People often wonder are my IRA investments guaranteed, and the honest answer is ‘no’. But there are definitely ways to protect your assets through diversification, and you can accomplish this in a number of ways, specifically through real – or tangible – investments. In this episode, David Moore, with IRA Advantage, explains.
Are my self-directed IRA investments guaranteed?
Wouldn’t that be great? Wouldn’t that be wonderful to have all your investments guaranteed? Unfortunately, they’re not. Just like anything else, I think the biggest issue is, as you’ve heard me say before, “self-directed” is not a legally defined term. It’s just a term that describes an account that allows you to go buy what you want to buy. When we’re talking about self-directed accounts, it’s no different than any other account. You’re just changing who the custodian is. So, as far as investments, it’s really no different than any other account. Your self-directed IRA can buy anything you currently own and yet it can buy anything else the law allows.
Naturally, you’re going to look at things and sort of figure out what’s going to be the best diversification for you where we look at… One of the big objections people have about buying real estate with an IRA is that it’s not liquid, so people point at it and say, “Well gee, the lack of liquidity can cause problems with required minimum distribution and things like that.” Well, the lack of liquidity gives it the strength. I like to call a lot of these investments that are called “alternative investments”, real investments. I call them real because they are tangible. If you’ve heard an ad for gold or silver lately, it’s all selling tangible. Real estate’s a tangible asset. It can’t go away if it’s debt-free, unless you don’t pay property taxes. Those things are very good. They’re going to work out over time.
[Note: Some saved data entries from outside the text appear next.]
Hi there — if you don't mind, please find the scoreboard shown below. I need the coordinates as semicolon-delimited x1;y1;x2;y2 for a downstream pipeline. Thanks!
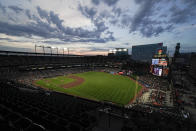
150;49;169;77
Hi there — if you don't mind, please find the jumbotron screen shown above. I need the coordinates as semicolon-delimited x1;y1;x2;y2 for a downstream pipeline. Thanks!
162;67;169;76
158;58;167;66
153;67;162;76
152;58;167;66
152;59;159;65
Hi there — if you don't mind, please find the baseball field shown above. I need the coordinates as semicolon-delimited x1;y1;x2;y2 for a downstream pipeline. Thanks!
35;71;142;105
We don’t sell investments in here or give investment advice. We just provide the investment vehicle people want or need to make the investments they want to make. When we’re looking at whether a guaranteed investment’s there, there’s no guarantees in life. Diversification’s going to be the best solution for you going forward. It’s our opinion you ought to be taking a look at real investments like real estate and take advantage of those things. When you’re looking at real estate or buying notes, making loans, precious metals, even crypto stuff, the bottom line is you’ve got the ability to diversify into these things if you want. If you feel those investments are going to be appropriate, and if you’ve got specific knowledge on something, the great thing about tangible assets, in the Wall Street world, “alternative investments,” is you can use knowledge.
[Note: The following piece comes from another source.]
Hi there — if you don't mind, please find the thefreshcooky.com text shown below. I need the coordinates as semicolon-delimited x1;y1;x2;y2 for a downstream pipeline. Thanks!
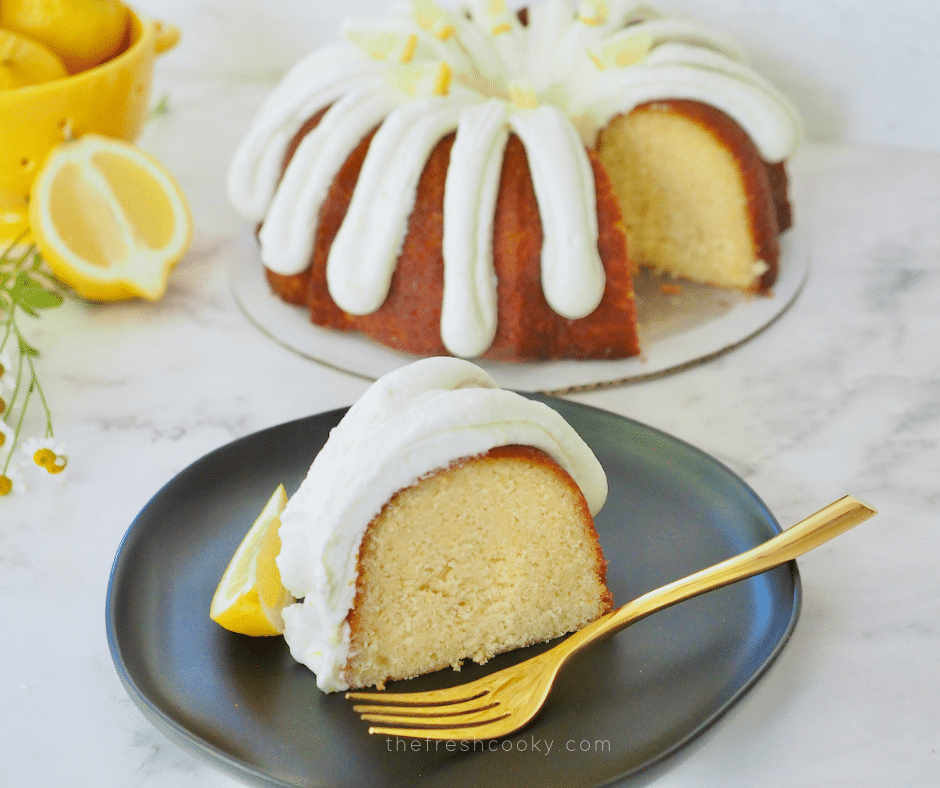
386;736;611;755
If you’re a real estate broker and you want to go buy real estate, do it. That’s totally fine. If you’re a mortgage broker, you want to make hard money loans, do it. Buy notes, do it. Take advantage of it. Minimize your risk and use everything that’s out there and anybody in the investment world is going to tell you, diversification’s your best friend and we’re going to put it out there that diversifying through tangible assets, in Wall Street-speak, “alternative investments,” is going to be definitely something you want to do, and it’s going to be best for you over time.